Danıştay Kararı 13. Daire 2016/2777 E. 2017/2115 K. 22.06.2017 T.

Danıştay 13. Daire Başkanlığı         2016/2777 E.  ,  2017/2115 K.
T.C.
D A N I Ş T A Y
ONÜÇÜNCÜ DAİRE
Esas No : 2016/2777
Karar No : 2017/2115

Davacı: … A.Ş. İflas Masası
Vekili: …
Davalı: …
Vekilleri: …

Davanın Özeti: Ecza depoculuğu yapan davacı şirketin, ilaç sağlayıcısı bazı teşebbüslerin diğer ecza depolarına ve ecza kooperatiflerine sağladığı iskonto, mal fazlası, çıkış primi, dönemsel prim gibi imkânları kendilerine sağlamadıkları, diğer ecza depoları ile şirketleri arasında şirketleri aleyhine fiyat ayrımcılığı yaptıkları ve hakim durumlarını kötüye kullandıklarından bahisle adı geçen şirketler hakkında soruşturma yapılması ve yaptırım uygulanması istemiyle yapılan başvuruları üzerine tesis edilen soruşturma açılmasına gerek olmadığına ve şikâyetin reddine ilişkin Rekabet Kurulu’nun 21.04.2011 tarih ve … sayılı kararının, eksik inceleme ve değerlendirme ile tesis edildiği, dava konusu Kurul kararıyla, … ve … ecza depolarına ciro priminin uygulandığının, diğer depolara ise uygulanmadığının tespit edildiği, bu tespitle, şikâyet edilen firmaların ürün satarken farklı şartlar ileri sürdükleri ve ayrımcılık yaptıklarının kanıtlandığı ileri sürülerek iptali istenilmektedir.

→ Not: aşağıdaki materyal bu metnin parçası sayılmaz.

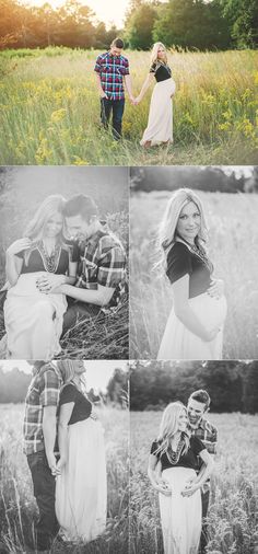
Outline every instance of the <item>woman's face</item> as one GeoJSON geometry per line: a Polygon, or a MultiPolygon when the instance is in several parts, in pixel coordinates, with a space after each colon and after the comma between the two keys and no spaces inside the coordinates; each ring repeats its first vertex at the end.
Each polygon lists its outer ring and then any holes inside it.
{"type": "Polygon", "coordinates": [[[201,227],[201,216],[197,205],[189,201],[179,213],[176,232],[187,242],[194,244],[201,227]]]}
{"type": "Polygon", "coordinates": [[[62,230],[63,218],[58,211],[47,219],[44,226],[44,236],[54,239],[62,230]]]}
{"type": "Polygon", "coordinates": [[[185,431],[187,428],[188,419],[186,409],[181,409],[179,416],[178,416],[178,431],[185,431]]]}
{"type": "Polygon", "coordinates": [[[84,367],[83,360],[77,360],[74,361],[74,373],[75,376],[82,376],[82,373],[85,373],[86,369],[84,367]]]}
{"type": "Polygon", "coordinates": [[[159,46],[157,50],[157,59],[164,59],[166,56],[166,50],[163,46],[159,46]]]}

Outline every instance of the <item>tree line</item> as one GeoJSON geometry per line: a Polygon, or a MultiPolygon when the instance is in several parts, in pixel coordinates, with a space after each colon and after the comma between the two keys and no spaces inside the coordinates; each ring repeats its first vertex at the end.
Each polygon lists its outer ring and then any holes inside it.
{"type": "Polygon", "coordinates": [[[249,174],[219,166],[130,168],[131,191],[174,191],[189,187],[210,193],[258,193],[258,168],[249,174]]]}
{"type": "Polygon", "coordinates": [[[187,403],[204,389],[211,412],[258,412],[258,361],[134,361],[130,370],[130,408],[160,409],[169,402],[187,403]]]}
{"type": "Polygon", "coordinates": [[[256,48],[257,0],[131,0],[122,30],[107,28],[94,12],[67,0],[60,8],[46,2],[28,7],[0,0],[0,48],[108,48],[120,34],[131,49],[167,47],[214,50],[256,48]]]}

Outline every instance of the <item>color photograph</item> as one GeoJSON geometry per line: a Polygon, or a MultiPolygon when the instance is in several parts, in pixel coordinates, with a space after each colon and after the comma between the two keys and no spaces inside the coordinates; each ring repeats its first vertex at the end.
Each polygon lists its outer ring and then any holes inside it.
{"type": "Polygon", "coordinates": [[[257,553],[257,360],[131,362],[131,553],[257,553]]]}
{"type": "Polygon", "coordinates": [[[254,0],[1,0],[1,165],[257,164],[254,0]]]}
{"type": "Polygon", "coordinates": [[[127,552],[127,362],[1,361],[0,384],[1,554],[127,552]]]}
{"type": "Polygon", "coordinates": [[[131,168],[131,359],[258,357],[257,177],[131,168]]]}

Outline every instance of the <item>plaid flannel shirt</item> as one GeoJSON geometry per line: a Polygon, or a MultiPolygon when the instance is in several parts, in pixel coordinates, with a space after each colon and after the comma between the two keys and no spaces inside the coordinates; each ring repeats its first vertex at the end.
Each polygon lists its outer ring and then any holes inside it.
{"type": "Polygon", "coordinates": [[[52,363],[46,363],[33,377],[25,399],[23,423],[24,452],[32,454],[45,449],[43,412],[58,406],[62,378],[52,363]]]}
{"type": "Polygon", "coordinates": [[[109,100],[124,100],[124,77],[129,74],[129,61],[125,56],[109,51],[97,56],[94,71],[101,77],[102,89],[109,100]]]}
{"type": "MultiPolygon", "coordinates": [[[[216,453],[216,445],[218,445],[218,429],[214,425],[212,425],[207,419],[202,418],[198,425],[198,427],[191,428],[189,427],[191,435],[198,437],[198,439],[203,442],[208,452],[212,455],[216,453]]],[[[202,460],[198,457],[198,471],[200,471],[202,466],[202,460]]],[[[202,490],[207,492],[210,489],[210,478],[202,485],[202,490]]]]}
{"type": "Polygon", "coordinates": [[[77,287],[96,290],[98,285],[114,288],[114,293],[102,310],[116,311],[127,291],[126,253],[119,239],[103,227],[93,236],[79,243],[80,277],[77,287]]]}

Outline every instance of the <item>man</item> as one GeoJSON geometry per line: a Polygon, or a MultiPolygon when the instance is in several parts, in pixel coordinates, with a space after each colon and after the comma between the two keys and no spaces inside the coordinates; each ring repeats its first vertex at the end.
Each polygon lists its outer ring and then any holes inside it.
{"type": "Polygon", "coordinates": [[[119,239],[99,220],[91,196],[73,196],[63,213],[80,254],[75,286],[66,284],[52,289],[72,299],[63,319],[66,333],[79,319],[87,320],[101,310],[107,313],[118,308],[126,290],[126,254],[119,239]]]}
{"type": "MultiPolygon", "coordinates": [[[[198,437],[212,455],[216,452],[218,429],[212,425],[204,415],[209,412],[211,399],[207,391],[195,391],[188,400],[187,414],[189,419],[189,429],[192,435],[198,437]]],[[[201,471],[201,460],[199,471],[201,471]]],[[[210,480],[202,486],[202,531],[201,531],[201,554],[206,553],[208,542],[208,526],[206,522],[210,500],[210,480]]]]}
{"type": "Polygon", "coordinates": [[[39,510],[36,524],[37,552],[47,553],[59,526],[55,513],[55,455],[57,405],[63,379],[58,363],[35,361],[25,399],[24,452],[31,470],[34,496],[39,510]]]}
{"type": "Polygon", "coordinates": [[[124,83],[130,101],[134,103],[129,74],[129,61],[121,55],[124,42],[115,38],[110,49],[101,54],[95,64],[97,90],[101,96],[101,120],[106,129],[110,113],[113,112],[113,136],[116,140],[121,138],[121,122],[125,109],[124,83]]]}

Savunmanın Özeti: Davacı ecza deposu ile diğer depoların, şikâyet edilenlerden yaptıkları alım miktarlarının kıyaslandığı, bir kaç istisna dışında davacının alım miktarının, incelenen diğer depoların alım miktarlarının oldukça altında olduğu, bu depolar bakımdan eşit durumdaki teşebbüslerden bahsedilemeyeceği, şikâyet edilenlerin eczanelere satış yapan tüm ecza depoları bakımından geçerli olan genel satış koşulları uyguladıkları, uygulanan kampanyalardan tüm depoların yararlandırıldığı, alım miktarları yüksek olan … ve … ecza depoları gibi depolara ciro primi ve iskonto uygulamaları dışında hiç bir depoya özel iskonto oranı ve vade uygulaması yapılmadığı, davacının alım miktarının çok üstünde alım yapan bu depolara yapılan ciro primi uygulamasının ticari hayatın koşulları ve sektörün işleyişi göz önünde bulundurulduğunda makûl karşılanabileceği belirtilerek davanın reddi gerektiği savunulmaktadır.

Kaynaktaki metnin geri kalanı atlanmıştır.